Venezuela's state oil company PDVSA launched on Friday an offer to swap up to $7.1 billion of debt maturing next year for a new 2020 bond with a coupon of 8.5 percent in an effort to ease its heavy short-term payment schedule. "Holders of eligible bonds, maturing in April and November of 2017, will have 20 days to exercise their option to participate in this excellent investment opportunity," the company added in a statement.
PDVSA, which is the financial motor for the socialist government given that oil accounts for 94 percent of Venezuela's export revenues, added that the 2020 bond would be backed by 50.1 percent of shares in its US refining unit Citgo. After long fretting about possible default, investors in recent months have grown more optimistic the Opec member will meet debt payments despite an economic crisis that has spawned triple-digit inflation and chronic product shortages.

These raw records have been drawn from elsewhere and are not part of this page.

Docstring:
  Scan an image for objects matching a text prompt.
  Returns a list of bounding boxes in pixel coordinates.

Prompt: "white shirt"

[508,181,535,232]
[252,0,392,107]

President Nicolas Maduro notes the ruling Socialists, in power since Hugo Chavez's government from 1999, have never missed a bond payment and calls default rumors part of a US-backed smear campaign by adversaries to weaken his government. Amortizations for the 2020 bond will be paid annually over four years, PDVSA added. In a prospectus on its web site, PDVSA said the 20 weekdays of the offer would expire on October 14, though the company reserved the right to extend that.
Results would be given on October 17, with the bonds issued on October 19, according to the preliminary timetable. Offers must be over $150,000. The agent in charge of the swap is D.F. King & Co and the fiduciary Union Bank, the prospectus added. PDVSA said its total debt up to June 30, 2016, stood at $37.3 billion.